Afterwards he went to Naples and began work on his De rerum natura iuxta propria principia, which after two initial editions of just the first two books (Rome, 1565 and Naples, 1570), was published again in Naples in 1586 in a complete and definitive edition of nine books.
About this work, whose title was already polemical, and whose intentions were radically anti-Aristotelian and strongly critical of those who, inspecting nature, failed to take note of its processes but made themselves the measure of the rules of the universe, he was addressing it to Vincenzo Maggi of Brescia (1498-1564), one of the most renowned peripatetic philosophers of the time, who did not close the door to its principles "and could distinguish nothing that did not derive from them". In effect, while he started out with the idea of a nature that always behaved the same and was observable only through the senses, Telesio, when he was investigating the essence of heat and cold, the two main principles which instilled life into otherwise inert matter and became integral with it, did not succeed, as Francesco Patrizi (1529-1597) pointed out, in freeing physics from metaphysics, and his research, by remaining midway between philosophy and science, conflicted not so much with Aristotle as with the tendency, tinged with Platonism, to consider separate from natural phenomena, and not intrinsic to them, the very causes which they ought to explain. These limitations were quite clear to Galileo, who glided over telesianism, denying it had anything in common with his method and classifying it among the many "fantasies" of philosophers.
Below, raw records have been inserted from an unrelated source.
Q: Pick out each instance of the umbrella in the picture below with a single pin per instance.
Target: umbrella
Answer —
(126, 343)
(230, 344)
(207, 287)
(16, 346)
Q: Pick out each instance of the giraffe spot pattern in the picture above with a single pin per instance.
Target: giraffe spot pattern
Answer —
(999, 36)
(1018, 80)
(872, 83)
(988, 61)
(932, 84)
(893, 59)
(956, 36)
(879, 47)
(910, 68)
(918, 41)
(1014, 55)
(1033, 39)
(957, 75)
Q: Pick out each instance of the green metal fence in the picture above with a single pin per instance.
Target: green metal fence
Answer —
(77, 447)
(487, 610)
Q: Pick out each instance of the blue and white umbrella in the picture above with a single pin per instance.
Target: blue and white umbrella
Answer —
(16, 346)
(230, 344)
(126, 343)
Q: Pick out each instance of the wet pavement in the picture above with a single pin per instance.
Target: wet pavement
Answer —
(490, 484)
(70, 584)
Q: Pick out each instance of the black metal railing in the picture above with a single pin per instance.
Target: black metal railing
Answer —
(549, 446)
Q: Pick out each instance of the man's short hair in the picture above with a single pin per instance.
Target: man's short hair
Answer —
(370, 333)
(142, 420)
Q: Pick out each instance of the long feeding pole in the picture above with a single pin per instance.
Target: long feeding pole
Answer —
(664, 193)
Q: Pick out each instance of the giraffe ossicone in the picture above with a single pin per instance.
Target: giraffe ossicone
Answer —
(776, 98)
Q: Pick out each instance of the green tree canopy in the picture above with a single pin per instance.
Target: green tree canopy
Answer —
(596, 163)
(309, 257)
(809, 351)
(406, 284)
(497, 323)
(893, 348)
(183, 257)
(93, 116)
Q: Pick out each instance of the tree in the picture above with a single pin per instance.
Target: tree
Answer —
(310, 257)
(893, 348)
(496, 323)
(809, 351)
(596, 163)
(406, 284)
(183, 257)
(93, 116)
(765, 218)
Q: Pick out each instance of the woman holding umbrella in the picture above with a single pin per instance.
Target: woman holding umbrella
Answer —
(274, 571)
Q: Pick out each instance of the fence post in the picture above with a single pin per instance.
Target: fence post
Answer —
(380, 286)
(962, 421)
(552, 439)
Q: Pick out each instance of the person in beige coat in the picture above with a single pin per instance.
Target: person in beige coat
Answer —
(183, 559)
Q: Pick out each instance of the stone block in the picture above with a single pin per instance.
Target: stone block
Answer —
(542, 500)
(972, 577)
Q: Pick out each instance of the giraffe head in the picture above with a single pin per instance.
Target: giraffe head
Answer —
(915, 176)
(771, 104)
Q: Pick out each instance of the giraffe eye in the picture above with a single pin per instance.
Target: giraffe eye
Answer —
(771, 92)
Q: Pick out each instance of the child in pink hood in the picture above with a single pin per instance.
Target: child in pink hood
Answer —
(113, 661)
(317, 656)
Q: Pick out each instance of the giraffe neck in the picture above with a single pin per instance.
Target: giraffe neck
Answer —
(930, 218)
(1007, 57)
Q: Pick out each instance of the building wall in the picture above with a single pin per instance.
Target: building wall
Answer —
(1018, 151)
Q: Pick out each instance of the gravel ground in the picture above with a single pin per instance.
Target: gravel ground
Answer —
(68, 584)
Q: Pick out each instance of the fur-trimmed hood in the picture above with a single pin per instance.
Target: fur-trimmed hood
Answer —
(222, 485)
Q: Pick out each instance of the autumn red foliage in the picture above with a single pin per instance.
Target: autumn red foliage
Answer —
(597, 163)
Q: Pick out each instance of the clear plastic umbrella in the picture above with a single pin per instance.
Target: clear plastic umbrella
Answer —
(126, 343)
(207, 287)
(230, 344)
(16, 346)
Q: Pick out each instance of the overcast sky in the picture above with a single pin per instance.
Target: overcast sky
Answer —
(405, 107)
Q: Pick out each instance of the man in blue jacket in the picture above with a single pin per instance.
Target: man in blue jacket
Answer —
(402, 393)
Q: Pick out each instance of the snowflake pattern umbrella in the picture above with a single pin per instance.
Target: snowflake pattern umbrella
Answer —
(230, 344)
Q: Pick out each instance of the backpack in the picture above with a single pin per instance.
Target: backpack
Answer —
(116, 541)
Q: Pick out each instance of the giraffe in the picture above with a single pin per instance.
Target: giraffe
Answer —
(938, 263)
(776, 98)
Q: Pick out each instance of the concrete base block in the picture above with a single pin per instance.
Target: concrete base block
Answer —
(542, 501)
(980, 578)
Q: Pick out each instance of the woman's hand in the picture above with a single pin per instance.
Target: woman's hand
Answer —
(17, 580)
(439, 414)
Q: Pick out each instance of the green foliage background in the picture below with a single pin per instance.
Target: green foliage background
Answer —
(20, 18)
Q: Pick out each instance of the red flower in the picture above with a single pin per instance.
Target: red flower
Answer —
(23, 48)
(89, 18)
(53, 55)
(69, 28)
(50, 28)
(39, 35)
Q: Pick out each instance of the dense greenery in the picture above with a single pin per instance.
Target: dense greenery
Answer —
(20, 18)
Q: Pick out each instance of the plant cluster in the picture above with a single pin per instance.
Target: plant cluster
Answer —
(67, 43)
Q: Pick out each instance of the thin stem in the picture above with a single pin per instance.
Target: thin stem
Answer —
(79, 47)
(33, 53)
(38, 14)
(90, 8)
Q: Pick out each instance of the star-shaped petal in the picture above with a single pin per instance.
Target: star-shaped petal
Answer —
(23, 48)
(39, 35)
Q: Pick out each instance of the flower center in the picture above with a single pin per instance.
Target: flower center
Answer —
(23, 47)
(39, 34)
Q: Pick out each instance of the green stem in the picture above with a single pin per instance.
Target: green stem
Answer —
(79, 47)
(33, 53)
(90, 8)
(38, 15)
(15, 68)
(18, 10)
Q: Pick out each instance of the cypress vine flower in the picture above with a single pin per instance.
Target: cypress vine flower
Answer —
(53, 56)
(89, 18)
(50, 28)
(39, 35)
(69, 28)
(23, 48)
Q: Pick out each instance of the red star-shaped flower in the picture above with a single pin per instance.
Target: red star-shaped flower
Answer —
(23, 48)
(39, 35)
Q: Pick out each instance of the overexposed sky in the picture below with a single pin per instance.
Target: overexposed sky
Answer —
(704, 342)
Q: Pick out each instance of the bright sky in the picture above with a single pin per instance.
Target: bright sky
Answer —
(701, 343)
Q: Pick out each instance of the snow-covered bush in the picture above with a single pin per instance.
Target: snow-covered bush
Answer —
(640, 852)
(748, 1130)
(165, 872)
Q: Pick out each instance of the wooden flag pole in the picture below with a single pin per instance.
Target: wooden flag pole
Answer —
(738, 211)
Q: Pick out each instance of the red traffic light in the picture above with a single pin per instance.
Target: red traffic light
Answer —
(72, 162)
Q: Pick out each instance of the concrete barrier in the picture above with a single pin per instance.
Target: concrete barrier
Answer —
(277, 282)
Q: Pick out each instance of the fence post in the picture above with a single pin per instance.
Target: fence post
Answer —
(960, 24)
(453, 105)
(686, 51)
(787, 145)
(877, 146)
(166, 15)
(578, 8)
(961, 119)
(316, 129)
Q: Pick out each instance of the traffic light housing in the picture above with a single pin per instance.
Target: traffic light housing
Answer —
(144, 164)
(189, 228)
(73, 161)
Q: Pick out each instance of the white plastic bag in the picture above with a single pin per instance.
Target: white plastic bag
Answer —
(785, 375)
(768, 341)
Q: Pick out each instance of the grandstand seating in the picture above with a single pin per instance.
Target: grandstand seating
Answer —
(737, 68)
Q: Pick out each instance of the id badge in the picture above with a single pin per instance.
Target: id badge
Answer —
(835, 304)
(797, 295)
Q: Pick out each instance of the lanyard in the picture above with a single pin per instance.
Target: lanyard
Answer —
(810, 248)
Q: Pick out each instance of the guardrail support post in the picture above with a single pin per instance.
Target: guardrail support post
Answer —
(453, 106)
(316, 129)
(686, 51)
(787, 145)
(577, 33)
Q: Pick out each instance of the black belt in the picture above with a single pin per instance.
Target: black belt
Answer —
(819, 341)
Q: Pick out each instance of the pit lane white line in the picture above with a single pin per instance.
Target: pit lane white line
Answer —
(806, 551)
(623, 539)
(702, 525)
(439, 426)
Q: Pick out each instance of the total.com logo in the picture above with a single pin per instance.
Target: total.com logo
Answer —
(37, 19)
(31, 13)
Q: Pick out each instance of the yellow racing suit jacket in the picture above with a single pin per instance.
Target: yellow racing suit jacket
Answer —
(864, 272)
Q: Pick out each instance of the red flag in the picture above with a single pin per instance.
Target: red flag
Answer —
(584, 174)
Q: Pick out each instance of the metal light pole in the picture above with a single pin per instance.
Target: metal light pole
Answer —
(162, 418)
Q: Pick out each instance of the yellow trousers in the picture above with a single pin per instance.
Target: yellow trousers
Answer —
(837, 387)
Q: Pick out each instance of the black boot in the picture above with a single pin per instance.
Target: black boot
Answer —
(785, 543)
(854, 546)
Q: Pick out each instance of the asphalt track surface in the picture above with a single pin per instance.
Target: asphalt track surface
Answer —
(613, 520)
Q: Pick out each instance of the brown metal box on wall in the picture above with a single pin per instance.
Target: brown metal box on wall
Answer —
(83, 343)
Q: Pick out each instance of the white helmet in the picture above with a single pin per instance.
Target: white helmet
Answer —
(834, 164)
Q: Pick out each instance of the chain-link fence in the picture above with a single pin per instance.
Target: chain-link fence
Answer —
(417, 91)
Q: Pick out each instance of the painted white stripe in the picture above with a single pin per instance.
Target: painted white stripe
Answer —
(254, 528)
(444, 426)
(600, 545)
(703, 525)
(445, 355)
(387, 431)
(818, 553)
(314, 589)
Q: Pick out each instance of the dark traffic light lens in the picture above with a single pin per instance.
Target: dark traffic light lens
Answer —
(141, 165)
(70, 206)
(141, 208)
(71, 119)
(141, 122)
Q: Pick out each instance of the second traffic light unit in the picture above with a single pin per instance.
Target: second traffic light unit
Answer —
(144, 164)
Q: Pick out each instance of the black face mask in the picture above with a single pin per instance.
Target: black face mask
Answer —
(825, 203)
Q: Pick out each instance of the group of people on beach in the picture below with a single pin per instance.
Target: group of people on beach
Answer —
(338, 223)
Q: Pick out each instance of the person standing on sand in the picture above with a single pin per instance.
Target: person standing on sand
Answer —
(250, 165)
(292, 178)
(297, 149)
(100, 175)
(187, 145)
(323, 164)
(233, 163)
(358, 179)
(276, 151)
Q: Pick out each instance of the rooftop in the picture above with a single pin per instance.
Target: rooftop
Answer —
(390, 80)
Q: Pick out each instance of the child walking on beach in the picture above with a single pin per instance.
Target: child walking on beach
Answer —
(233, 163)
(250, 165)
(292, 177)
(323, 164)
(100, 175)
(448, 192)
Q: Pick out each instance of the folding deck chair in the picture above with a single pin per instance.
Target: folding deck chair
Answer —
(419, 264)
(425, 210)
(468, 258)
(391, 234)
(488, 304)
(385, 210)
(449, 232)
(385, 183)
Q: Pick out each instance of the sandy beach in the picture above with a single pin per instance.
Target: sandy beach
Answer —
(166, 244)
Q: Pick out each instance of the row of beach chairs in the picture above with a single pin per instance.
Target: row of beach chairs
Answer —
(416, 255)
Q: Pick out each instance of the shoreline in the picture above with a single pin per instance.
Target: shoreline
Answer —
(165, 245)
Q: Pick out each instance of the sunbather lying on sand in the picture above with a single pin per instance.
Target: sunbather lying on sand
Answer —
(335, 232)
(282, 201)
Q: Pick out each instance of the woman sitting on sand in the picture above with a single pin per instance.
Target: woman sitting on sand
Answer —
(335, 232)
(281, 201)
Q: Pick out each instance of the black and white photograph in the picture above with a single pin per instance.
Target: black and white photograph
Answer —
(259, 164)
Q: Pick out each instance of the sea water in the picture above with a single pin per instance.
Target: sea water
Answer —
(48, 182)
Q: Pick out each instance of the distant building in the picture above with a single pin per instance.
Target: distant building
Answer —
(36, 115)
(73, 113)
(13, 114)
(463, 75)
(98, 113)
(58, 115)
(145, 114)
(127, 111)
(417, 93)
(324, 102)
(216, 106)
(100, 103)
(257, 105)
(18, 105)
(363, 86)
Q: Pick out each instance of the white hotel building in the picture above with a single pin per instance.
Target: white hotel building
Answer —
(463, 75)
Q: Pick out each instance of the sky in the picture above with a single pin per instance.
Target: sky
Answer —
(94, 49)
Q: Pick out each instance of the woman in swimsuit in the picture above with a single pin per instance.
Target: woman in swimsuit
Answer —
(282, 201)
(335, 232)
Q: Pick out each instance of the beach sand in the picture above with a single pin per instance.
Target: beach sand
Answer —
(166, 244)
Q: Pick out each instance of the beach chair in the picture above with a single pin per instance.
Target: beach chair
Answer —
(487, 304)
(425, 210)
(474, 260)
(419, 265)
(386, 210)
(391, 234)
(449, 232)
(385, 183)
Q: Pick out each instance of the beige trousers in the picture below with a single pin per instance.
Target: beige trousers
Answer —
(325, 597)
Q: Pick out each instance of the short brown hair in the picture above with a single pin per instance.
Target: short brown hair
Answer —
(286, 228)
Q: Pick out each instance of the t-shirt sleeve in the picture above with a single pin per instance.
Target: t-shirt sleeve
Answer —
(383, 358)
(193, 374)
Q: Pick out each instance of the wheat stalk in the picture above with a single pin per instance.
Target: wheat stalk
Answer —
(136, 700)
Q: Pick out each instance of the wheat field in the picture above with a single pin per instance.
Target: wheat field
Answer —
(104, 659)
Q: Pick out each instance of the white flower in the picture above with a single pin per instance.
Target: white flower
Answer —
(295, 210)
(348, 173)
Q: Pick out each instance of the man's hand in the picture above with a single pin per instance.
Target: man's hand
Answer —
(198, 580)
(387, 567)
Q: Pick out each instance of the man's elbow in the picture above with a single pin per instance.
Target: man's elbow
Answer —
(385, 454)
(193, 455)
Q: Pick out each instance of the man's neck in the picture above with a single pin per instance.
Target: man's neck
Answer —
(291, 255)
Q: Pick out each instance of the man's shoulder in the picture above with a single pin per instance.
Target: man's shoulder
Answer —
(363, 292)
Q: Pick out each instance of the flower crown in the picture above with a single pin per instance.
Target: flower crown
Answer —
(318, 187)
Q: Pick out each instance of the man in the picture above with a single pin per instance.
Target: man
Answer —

Despite Telesio's good relationships with various personalities who had risen to popehood (Pius IV actually wanted to make him archbishop of Cosenza, but he passed the job on to his brother) and his a priori repudiation at the end of the preface to De rerum natura of 1586 of any part of the book that might offend holy scripture, the Inquisition was not prevented from placing it, together with his pamphlets De somno and Quod animal universum, on the Index in 1596, eight years after his death, which took place shortly after his return to Cosenza. Apart from the three editions of the De rerum natura, he left a collection of minor writings, some of which were published in his lifetime, but all republished together by his pupil Antonio Persio in the posthumous Varii de naturalibus rebus libelli (Venice, 1590).